I wonder what the odds are on a hash collision from another email address (including abusing + addressing) that genuinely belongs to another person (rather than just exists) and therefore the resulting hash does not uniquely identify a single person.
The 'birthday attack'[0] article covers this pretty well, but if we take the output size of a SHA-1 hash as 160 bits, and assume it's outputs are equally distributed[1], a brute-force approach (equivalent to a non-maliciously generated accidental collision across all addresses ever)
is:
sqrt(2**160 * PI/2) ~= 1.5 x10**24
for there to be a 50% probability of a collision occurring.

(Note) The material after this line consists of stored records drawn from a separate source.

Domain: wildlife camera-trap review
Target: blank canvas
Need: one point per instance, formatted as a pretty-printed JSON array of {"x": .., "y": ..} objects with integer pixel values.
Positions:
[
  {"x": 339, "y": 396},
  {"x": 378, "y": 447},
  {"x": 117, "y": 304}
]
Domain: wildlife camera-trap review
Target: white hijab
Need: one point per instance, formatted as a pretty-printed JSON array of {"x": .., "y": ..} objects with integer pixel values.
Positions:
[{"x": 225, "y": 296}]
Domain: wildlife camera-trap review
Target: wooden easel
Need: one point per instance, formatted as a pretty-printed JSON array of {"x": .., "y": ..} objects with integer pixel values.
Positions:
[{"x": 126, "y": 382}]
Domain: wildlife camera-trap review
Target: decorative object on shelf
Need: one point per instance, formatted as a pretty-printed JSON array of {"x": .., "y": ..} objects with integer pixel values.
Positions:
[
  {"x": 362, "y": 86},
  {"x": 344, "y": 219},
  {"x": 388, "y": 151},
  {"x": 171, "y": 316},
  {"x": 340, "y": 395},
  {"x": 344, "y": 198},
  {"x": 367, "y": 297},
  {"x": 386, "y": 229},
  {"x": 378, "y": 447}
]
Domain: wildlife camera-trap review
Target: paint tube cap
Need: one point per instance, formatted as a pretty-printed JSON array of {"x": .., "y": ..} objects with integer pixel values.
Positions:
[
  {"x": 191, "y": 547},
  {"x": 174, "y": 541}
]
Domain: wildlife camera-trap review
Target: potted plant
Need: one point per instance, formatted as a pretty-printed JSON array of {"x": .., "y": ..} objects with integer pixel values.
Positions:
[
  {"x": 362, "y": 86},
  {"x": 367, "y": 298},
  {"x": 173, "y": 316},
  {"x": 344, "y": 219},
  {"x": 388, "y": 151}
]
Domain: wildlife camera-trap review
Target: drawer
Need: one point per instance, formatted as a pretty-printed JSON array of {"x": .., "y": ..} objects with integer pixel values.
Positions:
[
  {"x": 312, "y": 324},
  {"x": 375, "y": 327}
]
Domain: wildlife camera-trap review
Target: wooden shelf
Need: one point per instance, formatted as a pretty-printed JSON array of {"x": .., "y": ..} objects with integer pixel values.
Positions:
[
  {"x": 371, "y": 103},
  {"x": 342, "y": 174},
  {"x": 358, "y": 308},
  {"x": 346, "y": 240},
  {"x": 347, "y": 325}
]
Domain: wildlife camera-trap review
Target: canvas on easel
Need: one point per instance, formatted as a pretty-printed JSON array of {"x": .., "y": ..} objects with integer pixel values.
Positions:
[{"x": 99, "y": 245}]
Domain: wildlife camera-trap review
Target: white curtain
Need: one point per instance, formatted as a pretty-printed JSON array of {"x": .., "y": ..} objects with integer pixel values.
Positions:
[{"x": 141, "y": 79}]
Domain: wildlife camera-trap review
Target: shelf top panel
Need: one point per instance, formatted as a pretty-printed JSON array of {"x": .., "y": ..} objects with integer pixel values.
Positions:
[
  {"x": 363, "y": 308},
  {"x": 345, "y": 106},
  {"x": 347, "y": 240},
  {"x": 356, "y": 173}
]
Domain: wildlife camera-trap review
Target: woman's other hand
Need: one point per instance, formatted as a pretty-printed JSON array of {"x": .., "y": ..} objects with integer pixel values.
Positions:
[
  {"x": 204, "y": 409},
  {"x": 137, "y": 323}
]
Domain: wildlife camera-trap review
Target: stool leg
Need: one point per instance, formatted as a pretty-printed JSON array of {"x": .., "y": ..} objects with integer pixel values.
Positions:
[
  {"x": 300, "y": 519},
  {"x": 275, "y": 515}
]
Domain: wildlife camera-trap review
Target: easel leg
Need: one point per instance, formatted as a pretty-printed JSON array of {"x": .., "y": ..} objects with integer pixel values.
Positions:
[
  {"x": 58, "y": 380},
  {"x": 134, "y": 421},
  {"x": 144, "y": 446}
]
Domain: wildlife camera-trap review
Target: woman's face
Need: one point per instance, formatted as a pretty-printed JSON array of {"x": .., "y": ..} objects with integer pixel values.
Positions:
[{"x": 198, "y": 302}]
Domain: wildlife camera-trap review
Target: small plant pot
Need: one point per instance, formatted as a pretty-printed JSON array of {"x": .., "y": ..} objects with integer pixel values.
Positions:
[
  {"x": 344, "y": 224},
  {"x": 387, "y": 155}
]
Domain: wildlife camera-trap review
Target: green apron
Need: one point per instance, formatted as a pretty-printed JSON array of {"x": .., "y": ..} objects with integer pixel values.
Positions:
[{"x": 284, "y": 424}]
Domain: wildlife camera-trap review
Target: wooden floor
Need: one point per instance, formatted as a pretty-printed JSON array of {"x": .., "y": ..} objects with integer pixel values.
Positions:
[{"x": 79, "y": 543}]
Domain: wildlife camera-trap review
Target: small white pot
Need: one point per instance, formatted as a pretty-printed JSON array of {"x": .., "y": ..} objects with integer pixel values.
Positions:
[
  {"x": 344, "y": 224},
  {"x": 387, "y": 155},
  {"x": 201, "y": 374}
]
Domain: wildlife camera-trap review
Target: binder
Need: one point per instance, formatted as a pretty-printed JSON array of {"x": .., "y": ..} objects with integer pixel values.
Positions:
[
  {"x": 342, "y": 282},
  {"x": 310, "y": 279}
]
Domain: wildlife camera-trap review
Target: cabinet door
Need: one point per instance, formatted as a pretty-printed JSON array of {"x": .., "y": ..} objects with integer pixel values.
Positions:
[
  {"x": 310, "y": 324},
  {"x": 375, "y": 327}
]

(if I understood/got the maths right)
[0] https://en.wikipedia.org/wiki/Birthday_attack
[1] This is the intent of all hash functions, and I don't think there are any fundamental attributes of email addresses that would cause systematic bias in the output
Assume you have 1 billion (10^9) computers, each computer can do 1 billion hashing operations per second. That is 10^18 operations per second combined.
Rounding up, one day has 1 million seconds (10^6), and one year has 1000 (10^3) days. So, we have 10^27 ~= 2^90 operations per year.
100 million years is 10^8 ~= 2^27. So, you have 2^117 operations in 100 million years. Geologically, there was an Extinction Event [1] about every 100 million years (e.g. 66, 200 and 251 million years ago). So, having an (unintentional) hash collision in more than 128 bits (assuming a good hash function that has uniformly distributed hash) is less likely than an event happening within the next second that kills 50% of the Earth's species.